Telegram bot for system monitoring with LLM-powered status reports and automated alerting
SirCheckalot is a system (Linux) monitoring bot that provides system status reports through Telegram, enhanced with AI-powered text processing for better readability and insights (that part is just for fun honestly).
It includes alerting system that monitors RAID arrays, CPU and GPU (Nvidia) usage, and temperatures, sending notifications when issues are detected.

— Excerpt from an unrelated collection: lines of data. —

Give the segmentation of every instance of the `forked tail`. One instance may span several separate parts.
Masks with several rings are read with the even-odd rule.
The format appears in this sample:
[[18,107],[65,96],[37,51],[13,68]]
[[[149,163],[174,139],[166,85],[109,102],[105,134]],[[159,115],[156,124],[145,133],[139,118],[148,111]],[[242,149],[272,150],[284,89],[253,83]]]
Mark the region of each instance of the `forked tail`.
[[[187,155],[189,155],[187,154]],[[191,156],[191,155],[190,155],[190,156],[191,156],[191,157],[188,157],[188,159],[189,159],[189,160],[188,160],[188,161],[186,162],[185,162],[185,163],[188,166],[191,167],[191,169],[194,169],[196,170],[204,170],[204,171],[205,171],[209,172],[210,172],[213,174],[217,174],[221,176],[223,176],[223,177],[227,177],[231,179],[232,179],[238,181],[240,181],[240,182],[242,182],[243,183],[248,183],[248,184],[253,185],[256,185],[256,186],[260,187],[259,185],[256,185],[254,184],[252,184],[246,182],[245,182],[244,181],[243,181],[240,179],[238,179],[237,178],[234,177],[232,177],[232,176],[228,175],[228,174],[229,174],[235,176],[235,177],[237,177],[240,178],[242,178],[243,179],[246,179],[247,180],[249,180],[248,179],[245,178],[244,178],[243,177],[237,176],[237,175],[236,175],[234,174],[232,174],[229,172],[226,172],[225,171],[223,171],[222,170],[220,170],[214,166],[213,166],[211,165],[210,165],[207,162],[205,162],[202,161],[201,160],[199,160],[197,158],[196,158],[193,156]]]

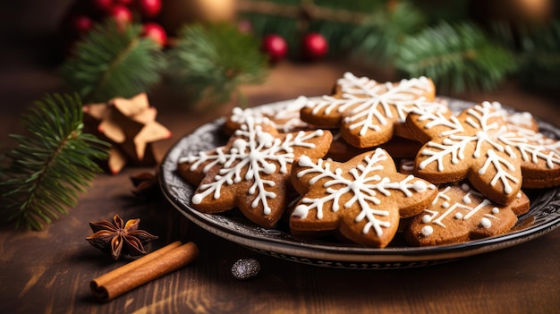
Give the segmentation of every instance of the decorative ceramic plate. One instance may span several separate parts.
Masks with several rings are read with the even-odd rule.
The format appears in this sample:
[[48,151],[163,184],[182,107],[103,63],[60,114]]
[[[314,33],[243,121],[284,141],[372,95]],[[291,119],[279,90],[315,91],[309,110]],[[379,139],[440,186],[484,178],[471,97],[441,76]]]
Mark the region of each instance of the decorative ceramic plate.
[[[472,103],[447,99],[453,111],[459,112]],[[265,105],[277,110],[293,100]],[[560,188],[526,191],[531,204],[509,233],[460,244],[411,247],[397,239],[384,249],[344,243],[335,239],[310,240],[294,237],[279,223],[275,228],[256,225],[235,211],[204,214],[191,207],[195,187],[178,174],[177,160],[188,153],[206,151],[225,144],[222,135],[225,119],[204,124],[181,139],[167,153],[160,168],[160,183],[165,198],[191,221],[227,241],[284,259],[322,267],[360,269],[387,269],[424,267],[502,250],[541,236],[560,225]],[[541,132],[560,138],[560,130],[539,121]]]

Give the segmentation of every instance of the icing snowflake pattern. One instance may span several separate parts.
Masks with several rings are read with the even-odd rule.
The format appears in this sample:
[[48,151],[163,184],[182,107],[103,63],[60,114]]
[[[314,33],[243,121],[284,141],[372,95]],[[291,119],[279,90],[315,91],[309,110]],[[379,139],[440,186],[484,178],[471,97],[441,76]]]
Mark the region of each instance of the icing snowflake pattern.
[[[269,206],[269,199],[278,196],[273,191],[278,182],[268,175],[281,174],[289,178],[294,157],[303,150],[317,150],[316,143],[324,140],[327,132],[316,130],[276,136],[263,130],[264,127],[249,117],[235,132],[229,145],[210,153],[199,152],[179,158],[180,164],[189,165],[193,172],[207,174],[219,168],[213,177],[200,182],[191,199],[193,205],[200,204],[208,197],[217,199],[224,189],[249,182],[247,197],[252,199],[250,208],[262,208],[265,216],[275,210]],[[299,149],[298,154],[294,153],[295,149]]]
[[[349,208],[357,207],[359,210],[352,224],[361,225],[359,233],[361,235],[346,235],[358,242],[361,241],[356,238],[360,237],[381,238],[385,235],[390,240],[395,232],[395,225],[398,225],[399,207],[406,207],[404,204],[412,199],[426,197],[432,193],[429,191],[436,189],[433,184],[413,175],[396,173],[393,160],[381,149],[362,154],[349,163],[353,166],[349,171],[344,171],[339,166],[343,165],[341,163],[323,159],[315,163],[307,156],[302,156],[298,162],[297,177],[309,180],[310,186],[318,185],[324,190],[324,196],[315,198],[304,195],[295,207],[292,219],[306,219],[309,216],[320,220],[327,214],[326,210],[344,216]],[[302,179],[305,176],[308,179]],[[311,212],[315,213],[315,216],[310,216]],[[341,220],[341,224],[348,223]]]
[[423,246],[500,234],[517,222],[513,207],[528,209],[529,199],[520,192],[514,203],[502,206],[468,184],[443,185],[432,205],[413,218],[406,236],[413,245]]
[[[479,191],[488,191],[484,188],[488,185],[499,190],[494,195],[485,193],[498,203],[513,199],[522,185],[518,152],[524,154],[516,149],[526,148],[527,140],[509,132],[501,114],[490,103],[468,108],[458,117],[425,112],[416,115],[411,115],[409,121],[420,124],[419,130],[431,137],[417,156],[417,175],[458,171],[458,177],[429,179],[440,183],[468,177]],[[467,166],[461,171],[458,166],[462,164]]]
[[433,84],[426,77],[379,83],[346,72],[337,86],[336,95],[309,100],[306,106],[311,115],[338,116],[343,134],[375,138],[379,132],[392,133],[394,124],[403,123],[412,110],[445,110],[442,104],[433,102]]

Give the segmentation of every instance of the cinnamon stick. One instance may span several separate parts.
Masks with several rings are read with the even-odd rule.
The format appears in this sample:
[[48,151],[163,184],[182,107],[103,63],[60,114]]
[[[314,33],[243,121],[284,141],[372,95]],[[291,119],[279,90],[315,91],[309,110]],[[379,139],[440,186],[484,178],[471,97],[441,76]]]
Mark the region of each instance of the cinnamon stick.
[[198,257],[195,243],[178,241],[93,279],[89,287],[97,299],[107,301],[177,270]]

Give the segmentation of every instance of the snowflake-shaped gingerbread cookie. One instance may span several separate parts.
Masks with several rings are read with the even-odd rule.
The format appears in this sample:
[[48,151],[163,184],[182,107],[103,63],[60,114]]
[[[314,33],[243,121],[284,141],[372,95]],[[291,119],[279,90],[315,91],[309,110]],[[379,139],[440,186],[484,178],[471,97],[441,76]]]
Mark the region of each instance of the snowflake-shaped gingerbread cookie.
[[503,234],[529,210],[529,202],[519,192],[510,204],[498,205],[466,183],[443,184],[431,206],[411,220],[405,238],[412,245],[428,246]]
[[238,207],[250,221],[272,226],[288,203],[290,171],[303,153],[321,157],[332,135],[316,130],[280,134],[248,118],[225,147],[180,157],[181,175],[199,184],[192,207],[218,213]]
[[506,110],[498,102],[492,106],[502,114],[509,130],[525,140],[508,141],[522,156],[523,188],[547,188],[560,185],[560,141],[541,133],[539,123],[528,112]]
[[558,156],[511,131],[489,102],[458,116],[411,113],[407,125],[426,142],[416,156],[415,174],[434,183],[467,179],[487,198],[508,204],[524,182],[560,176]]
[[396,172],[382,149],[346,163],[300,157],[292,182],[303,195],[290,216],[293,232],[335,231],[363,245],[386,247],[401,217],[427,208],[436,187],[413,175]]
[[434,99],[434,84],[425,77],[380,83],[346,72],[338,79],[335,95],[310,99],[301,115],[310,124],[340,128],[352,146],[372,148],[394,134],[408,138],[403,126],[412,110],[445,110]]

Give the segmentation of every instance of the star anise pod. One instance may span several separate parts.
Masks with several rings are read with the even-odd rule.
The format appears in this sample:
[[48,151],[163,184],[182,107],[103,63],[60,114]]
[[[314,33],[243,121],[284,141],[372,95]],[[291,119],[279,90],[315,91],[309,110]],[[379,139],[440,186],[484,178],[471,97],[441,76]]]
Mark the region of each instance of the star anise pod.
[[119,260],[123,254],[145,255],[144,245],[157,239],[145,231],[138,230],[140,219],[131,219],[124,224],[118,215],[110,221],[89,223],[94,234],[86,238],[89,244],[104,252],[110,252],[113,259]]

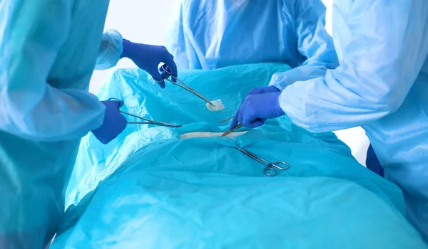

- CPU & Memory: Real-time usage, load averages, frequency information
- Temperature Monitoring: CPU cores, package temps, SSD temperatures, system sensors
- Disk Health: SMART status, disk usage, I/O statistics
- RAID Status: Hardware/software RAID monitoring
- RAID Monitoring: Array failures or degradation
- CPU Overload Detection: CPU usage exceeds threshold for extended periods
- Temperature Overload Detection: Temperature exceeds threshold for extended periods
- Time-based Data Logging: Continuous background logging
- Synchronized Graphs: CPU/Memory usage, temperatures, disk usage, I/O activity
- Device Filtering: Configurable ignore patterns
- LLM Integration: OpenAI-compatible API support (OpenAI, OpenRouter, Ollama, etc.)
- Smart Formatting: Text enhancement
- Contextual Analysis: Interpretation of system metrics
- Python 3.8+
- Linux server with monitoring tools:
sudo apt install lm-sensors smartmontools
-
Clone the repository
git clone https://github.com/sazonovanton/SirCheckalot.git cd SirCheckalot -
Create virtual environment
python3 -m venv venv source venv/bin/activate -
Install dependencies
pip install -r requirements.txt
-
Configure environment variables
cp env.example .env nano .env
-
Run the bot
sudo -E bash -c "source venv/bin/activate && python3 main.py"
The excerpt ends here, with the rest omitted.